My father has always insisted that people only say “the book was better than the movie” because they read the book first. In his opinion, if you read the book first, then you spend the movie missing all the characters and scenes they’ve had to cut for time. However, if you’d watched the movie first, then while you reading the book you’d find yourself annoyed by all the superfluous material that’s clearly not needed since it didn’t make the film version.
Whether my father’s theory holds up in all or most cases, it certainly explains my reaction to Alasdair Gray’s novel Poor Things, which was of course adapted into a very successful film last year. The movie, of course, starred Emma Stone as Bella Baxter, a woman saved from death by an unconventional surgery which replaced her own brain with that of the baby she was carrying at the time of her death. Bella essentially becomes an adult-sized baby, re-learning everything about the world as she rapidly grows back into her body. The film mainly focuses on Bella’s hunger for ideas and sex, which she pursues with equal vigor. Bella’s curiosity and guilelessness make her ripe for being taken advantage of, but the force of her personality carries her through the worst of it.

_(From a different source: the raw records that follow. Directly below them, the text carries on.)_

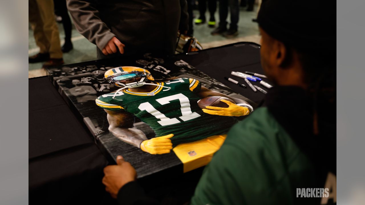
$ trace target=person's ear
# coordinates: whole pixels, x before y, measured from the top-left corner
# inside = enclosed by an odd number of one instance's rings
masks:
[[[288,58],[288,50],[285,45],[280,41],[276,42],[276,56],[275,61],[276,65],[280,67],[285,67]]]

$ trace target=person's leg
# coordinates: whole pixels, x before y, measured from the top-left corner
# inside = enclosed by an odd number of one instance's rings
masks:
[[[71,19],[69,16],[66,0],[54,0],[54,2],[55,4],[55,8],[57,8],[59,13],[62,17],[62,24],[65,30],[65,44],[62,46],[62,52],[66,53],[73,48],[71,41],[72,29]]]
[[[35,43],[39,48],[39,53],[29,57],[30,63],[46,61],[49,59],[49,42],[43,33],[43,22],[39,15],[38,5],[35,0],[29,0],[29,23],[32,26]]]
[[[217,0],[208,0],[208,7],[210,15],[209,21],[208,22],[208,26],[210,27],[214,27],[215,26],[215,18],[214,17],[214,14],[217,10]]]
[[[200,24],[205,22],[205,13],[207,11],[207,0],[198,0],[199,18],[195,20],[195,23]]]
[[[228,16],[228,0],[219,0],[219,27],[227,28]]]
[[[220,35],[227,31],[228,15],[228,0],[219,0],[219,23],[218,28],[211,33],[214,36]]]
[[[229,29],[223,34],[226,38],[233,38],[238,35],[237,31],[239,8],[238,0],[228,0],[230,11],[231,12],[231,24]]]
[[[49,42],[43,32],[43,22],[39,15],[37,3],[35,0],[29,0],[28,5],[29,23],[32,26],[35,43],[39,47],[39,53],[48,53]]]
[[[51,58],[62,59],[58,28],[54,19],[53,1],[37,0],[40,15],[43,22],[43,32],[50,42],[49,52]]]
[[[64,63],[62,58],[58,28],[54,18],[53,0],[37,0],[39,13],[43,22],[43,32],[50,42],[49,61],[43,64],[43,67],[61,65]]]
[[[231,24],[230,28],[237,30],[239,16],[239,7],[238,0],[228,0],[231,12]]]
[[[187,0],[187,3],[188,4],[188,13],[189,14],[189,30],[187,35],[188,36],[192,36],[194,33],[194,30],[193,26],[193,7],[194,3],[195,0]],[[99,58],[98,58],[99,59]]]

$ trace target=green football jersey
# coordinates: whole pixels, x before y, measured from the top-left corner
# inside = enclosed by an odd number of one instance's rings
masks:
[[[134,114],[149,125],[156,136],[173,134],[174,146],[226,134],[237,122],[231,117],[205,113],[198,106],[201,84],[192,78],[177,78],[155,82],[166,88],[157,86],[149,93],[130,89],[103,95],[96,104],[106,109],[124,111]]]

The novel is structured very differently than the film. Alasdair Gray presents the story as a series of competing narratives. The bulk of the story is split between a supposed memoir by Bella’s eventual husband, Dr. Archibald McCandless (played by Ramy Youssef in the movie) and a response written by Bella herself. Dr. McCandless’s memoir contains most of the film’s plot: Bella’s attempted suicide, rescue by Godwin Baxter (Willem Defoe), world tour exploring her sexuality with Duncan Wedderburn (Mark Ruffalo), and eventual marriage.

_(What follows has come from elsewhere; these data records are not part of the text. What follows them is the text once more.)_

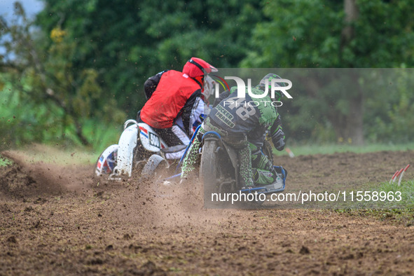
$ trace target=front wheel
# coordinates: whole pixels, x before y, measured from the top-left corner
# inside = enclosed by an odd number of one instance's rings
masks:
[[[205,140],[202,146],[200,177],[203,182],[204,204],[207,207],[217,207],[221,205],[220,193],[230,192],[234,188],[235,179],[231,177],[234,168],[225,166],[231,164],[226,155],[226,150],[215,139]]]

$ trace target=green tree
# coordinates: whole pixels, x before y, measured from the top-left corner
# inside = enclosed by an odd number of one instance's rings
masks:
[[[34,32],[19,2],[15,4],[15,13],[11,25],[0,21],[1,45],[8,55],[1,60],[0,69],[6,73],[9,89],[18,94],[22,108],[31,107],[27,113],[35,118],[28,125],[57,136],[74,132],[82,144],[89,144],[90,139],[83,132],[86,120],[95,116],[106,121],[123,120],[125,115],[115,107],[114,100],[103,97],[97,71],[85,67],[74,69],[77,45],[68,31],[55,27],[48,34]],[[110,117],[105,112],[109,109]],[[25,117],[20,119],[25,124]],[[34,132],[34,139],[41,142],[47,136],[39,137],[42,133]]]

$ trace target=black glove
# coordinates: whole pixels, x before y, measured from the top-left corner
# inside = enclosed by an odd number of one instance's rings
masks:
[[[277,131],[272,135],[272,142],[277,151],[283,151],[284,149],[284,133],[283,132],[283,130],[281,129],[277,130]]]

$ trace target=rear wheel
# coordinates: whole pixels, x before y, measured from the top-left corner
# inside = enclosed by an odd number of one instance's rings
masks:
[[[205,206],[216,207],[220,194],[230,193],[234,189],[234,168],[226,150],[214,139],[205,140],[202,146],[200,176],[203,181]],[[227,166],[230,166],[227,167]]]

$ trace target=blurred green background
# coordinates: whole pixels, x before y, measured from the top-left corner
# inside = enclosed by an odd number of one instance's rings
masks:
[[[193,56],[221,68],[414,65],[412,0],[42,2],[33,19],[16,2],[0,20],[1,149],[102,151],[136,117],[145,80]],[[392,90],[298,95],[280,109],[288,143],[412,146],[414,78],[401,71]]]

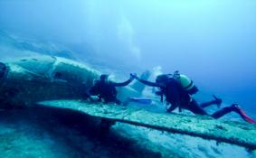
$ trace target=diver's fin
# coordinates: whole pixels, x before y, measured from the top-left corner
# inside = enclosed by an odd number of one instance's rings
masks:
[[[223,100],[221,98],[218,98],[215,95],[213,95],[213,97],[214,98],[214,101],[215,101],[215,104],[217,105],[218,108],[221,107],[221,105],[223,103]]]

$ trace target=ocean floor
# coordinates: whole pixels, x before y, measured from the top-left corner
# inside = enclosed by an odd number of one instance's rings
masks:
[[[55,108],[2,110],[0,157],[253,157],[239,146],[126,124],[103,133],[100,122]]]

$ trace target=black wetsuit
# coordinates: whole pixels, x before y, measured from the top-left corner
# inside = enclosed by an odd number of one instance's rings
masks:
[[[103,98],[105,103],[114,102],[121,104],[120,100],[117,98],[116,87],[124,87],[128,85],[133,79],[129,79],[122,83],[116,83],[112,81],[99,80],[90,89],[90,94],[92,96],[99,96],[100,99]]]
[[[0,62],[0,79],[4,77],[5,71],[6,71],[6,65]]]
[[[227,113],[233,111],[232,107],[228,107],[222,108],[213,115],[208,115],[204,108],[185,91],[183,89],[181,84],[173,78],[170,78],[166,82],[166,87],[161,87],[155,82],[149,82],[147,80],[138,79],[140,82],[151,86],[158,87],[162,89],[163,95],[166,96],[166,102],[171,104],[168,112],[172,112],[176,107],[187,109],[196,115],[207,115],[214,118],[219,118]]]

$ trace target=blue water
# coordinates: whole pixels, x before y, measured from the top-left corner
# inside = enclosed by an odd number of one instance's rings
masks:
[[[254,0],[0,0],[0,61],[57,55],[120,79],[178,70],[199,101],[215,94],[256,118],[255,28]]]

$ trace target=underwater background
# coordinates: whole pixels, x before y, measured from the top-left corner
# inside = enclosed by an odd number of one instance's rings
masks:
[[[200,102],[215,94],[256,118],[253,0],[0,0],[0,61],[38,53],[88,63],[117,80],[178,70],[199,88]],[[98,123],[81,114],[0,114],[1,158],[253,157],[242,147],[124,124],[98,137]]]

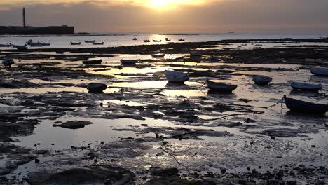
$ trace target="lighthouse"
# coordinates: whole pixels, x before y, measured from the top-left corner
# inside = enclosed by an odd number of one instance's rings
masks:
[[[23,27],[25,27],[25,8],[23,7]]]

In Bella’s response, she casts doubts on the veracity of her husband’s memoir, claiming the whole thing to be a fiction intended to make him look good. She claims to have never only pretended to be an amnesiac to escape her abusive first husband, and that she only married McCandless out of a combination of expedience and pity.

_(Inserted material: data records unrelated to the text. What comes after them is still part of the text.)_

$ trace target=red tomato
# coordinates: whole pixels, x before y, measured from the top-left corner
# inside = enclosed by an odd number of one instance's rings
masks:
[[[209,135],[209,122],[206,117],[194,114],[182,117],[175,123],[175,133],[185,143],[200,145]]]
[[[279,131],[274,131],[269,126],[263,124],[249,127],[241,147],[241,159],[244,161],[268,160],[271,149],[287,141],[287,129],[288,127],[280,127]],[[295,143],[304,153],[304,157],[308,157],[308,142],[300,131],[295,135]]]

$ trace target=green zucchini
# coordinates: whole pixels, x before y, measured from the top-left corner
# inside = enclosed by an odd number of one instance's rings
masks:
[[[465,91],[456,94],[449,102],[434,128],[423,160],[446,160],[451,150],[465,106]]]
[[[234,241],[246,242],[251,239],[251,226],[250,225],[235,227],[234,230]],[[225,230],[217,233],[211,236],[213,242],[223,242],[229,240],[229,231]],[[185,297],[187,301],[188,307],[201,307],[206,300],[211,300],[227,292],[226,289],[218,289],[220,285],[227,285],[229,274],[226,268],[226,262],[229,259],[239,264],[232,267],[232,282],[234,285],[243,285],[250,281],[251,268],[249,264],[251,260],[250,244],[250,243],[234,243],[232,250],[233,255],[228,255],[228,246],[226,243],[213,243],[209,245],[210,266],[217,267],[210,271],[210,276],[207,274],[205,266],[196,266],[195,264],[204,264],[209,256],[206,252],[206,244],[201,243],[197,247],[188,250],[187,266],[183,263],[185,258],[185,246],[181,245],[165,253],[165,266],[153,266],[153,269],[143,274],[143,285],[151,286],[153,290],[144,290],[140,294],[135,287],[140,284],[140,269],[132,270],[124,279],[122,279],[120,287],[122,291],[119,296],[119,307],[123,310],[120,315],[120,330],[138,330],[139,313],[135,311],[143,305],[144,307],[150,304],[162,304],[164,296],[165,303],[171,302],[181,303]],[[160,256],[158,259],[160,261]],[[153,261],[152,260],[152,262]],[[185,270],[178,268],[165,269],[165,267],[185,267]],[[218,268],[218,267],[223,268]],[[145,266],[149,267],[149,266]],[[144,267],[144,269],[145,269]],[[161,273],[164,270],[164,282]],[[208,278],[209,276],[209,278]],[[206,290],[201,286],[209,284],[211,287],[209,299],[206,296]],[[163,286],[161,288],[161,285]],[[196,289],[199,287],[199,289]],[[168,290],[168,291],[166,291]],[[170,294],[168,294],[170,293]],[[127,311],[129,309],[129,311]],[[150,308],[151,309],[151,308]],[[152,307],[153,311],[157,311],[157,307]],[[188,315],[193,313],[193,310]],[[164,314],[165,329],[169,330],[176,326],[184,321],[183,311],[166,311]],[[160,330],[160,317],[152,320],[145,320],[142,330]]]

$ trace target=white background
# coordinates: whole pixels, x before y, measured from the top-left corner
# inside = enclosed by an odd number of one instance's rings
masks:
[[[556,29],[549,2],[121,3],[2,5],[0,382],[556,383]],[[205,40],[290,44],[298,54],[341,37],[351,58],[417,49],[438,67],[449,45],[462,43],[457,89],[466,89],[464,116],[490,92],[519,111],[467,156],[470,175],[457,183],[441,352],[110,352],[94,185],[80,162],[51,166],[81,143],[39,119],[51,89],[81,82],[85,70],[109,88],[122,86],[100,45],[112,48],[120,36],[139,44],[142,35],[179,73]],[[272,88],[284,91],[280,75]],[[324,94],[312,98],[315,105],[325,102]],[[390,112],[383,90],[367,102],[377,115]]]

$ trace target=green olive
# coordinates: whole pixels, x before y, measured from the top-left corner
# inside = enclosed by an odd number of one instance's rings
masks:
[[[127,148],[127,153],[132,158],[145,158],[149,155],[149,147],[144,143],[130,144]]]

Gray positions himself as an academic feuding with a colleague over which of these narratives to believe. He presents apparent historical research in support of both positions, claiming to let the reader decide which side of the story to believe.
Gray has a remarkable gift for mimicry. Both McCandless’s and Bella’s narratives read as though they were really written by people alive in the 19th century. However, I have to say that I found the presentation of the novel became tedious to me after a while. Whereas the film told one compelling story with a wholly unique character at its center, Gray’s novel tells too many stories from too many perspectives and becomes completely centerless. Eventually, I lost interest in the little games Gray was playing, and just wanted a story I could lock into.
But like I said, had I encountered the novel first, who knows? Perhaps I would have found the film limited and missed all the other stuff Gray included.